We are pleased to announce the participants in Triple Canopy’s fifth Publication Intensive, a free, two-week program in the history and contemporary practice of publication, which, for the first time, will be held in Los Angeles. The selected artists, writers, designers, technologists, and publishers were chosen from more than 100 applicants.
During the Publication Intensive, held January 10–19, Triple Canopy editors and invited artists, writers, and technologists will lead discussions and workshops with twelve participating students, who will research, analyze, and enact an approach to publication that hinges on today’s networked forms of production and circulation but also mines the history of print culture and artistic practice. The program will take place in various sites throughout Los Angeles, including seminar conversations hosted at the Underground Museum, and visits to studios of artists and designers, archives, and cultural institutions.
Layan Attari is a designer and photographer living in the United Arab Emirates.
Andrea Carrillo Iglesias is a multidisciplinary artist and designer from Tijuana. Her work focuses on the relationship between image, power, and knowledge, and its effects on the ways our reality is socially and aesthetically produced.

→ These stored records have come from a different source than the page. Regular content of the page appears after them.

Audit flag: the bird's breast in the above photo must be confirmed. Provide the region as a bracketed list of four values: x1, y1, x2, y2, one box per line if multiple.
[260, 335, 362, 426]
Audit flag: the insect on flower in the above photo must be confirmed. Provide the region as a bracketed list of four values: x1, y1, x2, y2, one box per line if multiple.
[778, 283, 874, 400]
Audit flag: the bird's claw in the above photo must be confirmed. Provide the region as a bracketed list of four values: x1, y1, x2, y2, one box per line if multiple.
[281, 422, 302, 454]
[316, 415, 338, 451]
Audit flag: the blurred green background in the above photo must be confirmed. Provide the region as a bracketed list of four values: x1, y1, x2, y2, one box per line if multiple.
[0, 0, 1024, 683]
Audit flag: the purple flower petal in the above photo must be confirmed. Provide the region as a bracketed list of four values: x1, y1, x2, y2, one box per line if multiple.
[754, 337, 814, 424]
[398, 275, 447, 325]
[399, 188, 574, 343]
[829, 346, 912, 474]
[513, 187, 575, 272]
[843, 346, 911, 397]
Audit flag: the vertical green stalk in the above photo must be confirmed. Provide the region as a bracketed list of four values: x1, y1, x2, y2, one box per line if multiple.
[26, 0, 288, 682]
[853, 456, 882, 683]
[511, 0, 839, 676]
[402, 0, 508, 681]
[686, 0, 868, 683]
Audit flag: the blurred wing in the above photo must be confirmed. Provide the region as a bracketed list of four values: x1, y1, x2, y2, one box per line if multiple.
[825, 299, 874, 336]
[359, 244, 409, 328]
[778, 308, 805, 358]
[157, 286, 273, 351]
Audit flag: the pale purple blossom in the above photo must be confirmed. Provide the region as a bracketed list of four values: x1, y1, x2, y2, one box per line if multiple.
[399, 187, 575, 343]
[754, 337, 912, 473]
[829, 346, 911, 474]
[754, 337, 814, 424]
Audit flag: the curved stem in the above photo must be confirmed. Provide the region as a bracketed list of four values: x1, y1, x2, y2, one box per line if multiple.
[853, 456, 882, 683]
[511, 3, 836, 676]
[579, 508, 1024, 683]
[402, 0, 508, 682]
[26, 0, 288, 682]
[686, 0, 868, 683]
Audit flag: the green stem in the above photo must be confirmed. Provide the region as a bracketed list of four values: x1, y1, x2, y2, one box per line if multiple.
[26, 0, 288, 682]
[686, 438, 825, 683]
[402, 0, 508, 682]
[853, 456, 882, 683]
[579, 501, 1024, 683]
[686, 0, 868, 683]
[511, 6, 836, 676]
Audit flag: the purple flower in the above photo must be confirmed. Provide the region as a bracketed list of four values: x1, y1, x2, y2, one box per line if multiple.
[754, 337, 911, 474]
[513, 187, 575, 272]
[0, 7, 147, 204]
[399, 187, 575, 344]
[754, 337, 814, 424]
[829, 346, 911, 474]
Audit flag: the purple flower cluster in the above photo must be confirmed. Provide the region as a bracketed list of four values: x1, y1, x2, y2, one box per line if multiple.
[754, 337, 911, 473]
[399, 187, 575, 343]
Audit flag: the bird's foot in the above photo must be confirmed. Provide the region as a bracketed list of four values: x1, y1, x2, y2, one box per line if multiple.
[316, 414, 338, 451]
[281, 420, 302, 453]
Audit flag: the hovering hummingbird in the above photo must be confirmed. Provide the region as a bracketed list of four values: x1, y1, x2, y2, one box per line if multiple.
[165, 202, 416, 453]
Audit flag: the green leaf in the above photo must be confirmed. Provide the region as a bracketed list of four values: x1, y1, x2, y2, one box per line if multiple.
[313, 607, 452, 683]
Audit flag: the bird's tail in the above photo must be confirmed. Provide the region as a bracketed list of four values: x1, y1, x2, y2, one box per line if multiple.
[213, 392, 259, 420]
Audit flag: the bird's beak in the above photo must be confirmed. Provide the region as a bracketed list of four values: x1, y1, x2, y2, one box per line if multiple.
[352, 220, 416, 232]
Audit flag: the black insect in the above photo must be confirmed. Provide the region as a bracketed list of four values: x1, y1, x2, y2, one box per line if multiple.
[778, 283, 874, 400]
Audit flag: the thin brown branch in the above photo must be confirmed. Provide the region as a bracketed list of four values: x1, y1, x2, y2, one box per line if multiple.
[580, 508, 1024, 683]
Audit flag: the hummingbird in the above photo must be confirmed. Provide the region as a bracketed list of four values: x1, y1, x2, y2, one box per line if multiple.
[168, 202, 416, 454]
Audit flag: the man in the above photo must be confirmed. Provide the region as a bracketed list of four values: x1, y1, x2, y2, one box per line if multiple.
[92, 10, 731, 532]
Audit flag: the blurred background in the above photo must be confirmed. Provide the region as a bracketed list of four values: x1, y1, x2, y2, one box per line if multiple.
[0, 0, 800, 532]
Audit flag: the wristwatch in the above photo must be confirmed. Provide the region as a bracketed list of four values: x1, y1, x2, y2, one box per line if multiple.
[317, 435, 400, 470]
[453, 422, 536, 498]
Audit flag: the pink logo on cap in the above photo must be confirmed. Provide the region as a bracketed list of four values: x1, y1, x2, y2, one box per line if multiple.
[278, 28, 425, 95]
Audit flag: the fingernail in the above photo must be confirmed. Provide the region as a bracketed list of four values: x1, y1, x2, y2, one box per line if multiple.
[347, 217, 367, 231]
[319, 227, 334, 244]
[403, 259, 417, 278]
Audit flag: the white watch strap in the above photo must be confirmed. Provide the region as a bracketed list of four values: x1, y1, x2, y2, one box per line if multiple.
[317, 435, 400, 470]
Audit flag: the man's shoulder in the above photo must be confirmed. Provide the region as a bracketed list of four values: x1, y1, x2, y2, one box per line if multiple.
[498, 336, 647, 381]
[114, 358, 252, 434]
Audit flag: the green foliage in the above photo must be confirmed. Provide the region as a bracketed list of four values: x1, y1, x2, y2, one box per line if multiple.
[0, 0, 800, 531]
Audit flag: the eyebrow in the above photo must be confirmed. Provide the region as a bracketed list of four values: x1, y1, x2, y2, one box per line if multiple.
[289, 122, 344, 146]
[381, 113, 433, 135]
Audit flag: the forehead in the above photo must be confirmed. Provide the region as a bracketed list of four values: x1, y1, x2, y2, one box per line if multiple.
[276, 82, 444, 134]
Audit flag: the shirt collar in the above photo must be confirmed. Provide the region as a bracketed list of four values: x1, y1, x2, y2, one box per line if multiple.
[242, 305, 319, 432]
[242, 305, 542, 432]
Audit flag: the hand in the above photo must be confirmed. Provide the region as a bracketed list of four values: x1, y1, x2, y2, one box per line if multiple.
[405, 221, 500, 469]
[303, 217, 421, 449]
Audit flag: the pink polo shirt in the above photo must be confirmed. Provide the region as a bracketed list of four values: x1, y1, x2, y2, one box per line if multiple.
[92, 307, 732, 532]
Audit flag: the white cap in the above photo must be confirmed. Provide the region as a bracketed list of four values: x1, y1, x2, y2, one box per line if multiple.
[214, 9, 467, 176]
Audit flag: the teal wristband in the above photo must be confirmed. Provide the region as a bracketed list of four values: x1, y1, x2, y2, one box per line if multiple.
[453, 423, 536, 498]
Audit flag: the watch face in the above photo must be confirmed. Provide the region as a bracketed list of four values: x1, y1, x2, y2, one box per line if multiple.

Nikita Gale is an artist living and working in Los Angeles. Her work uses ubiquitous consumer technologies as frameworks for considering how individuals potentially reproduce their physical and behavioral relationships to objects within their relationships to psychic space and political, social, and economic systems.
Sarah Hamerman is an art librarian, researcher, and arts organizer based in Brooklyn. She currently works at the libraries of MoMA and the Whitney Museum. Her recent projects have focused on artist-run library spaces and the intersection between artists’ publications and online and offline social networks.
Alexander Jusdanis is a writer wondering about media networks, technical knowledge, and power. He was an editor at Morocco World News, and before that he was a Fulbright researcher in Essaouira, Morocco, studying religious and technological change in the Gnawa brotherhood.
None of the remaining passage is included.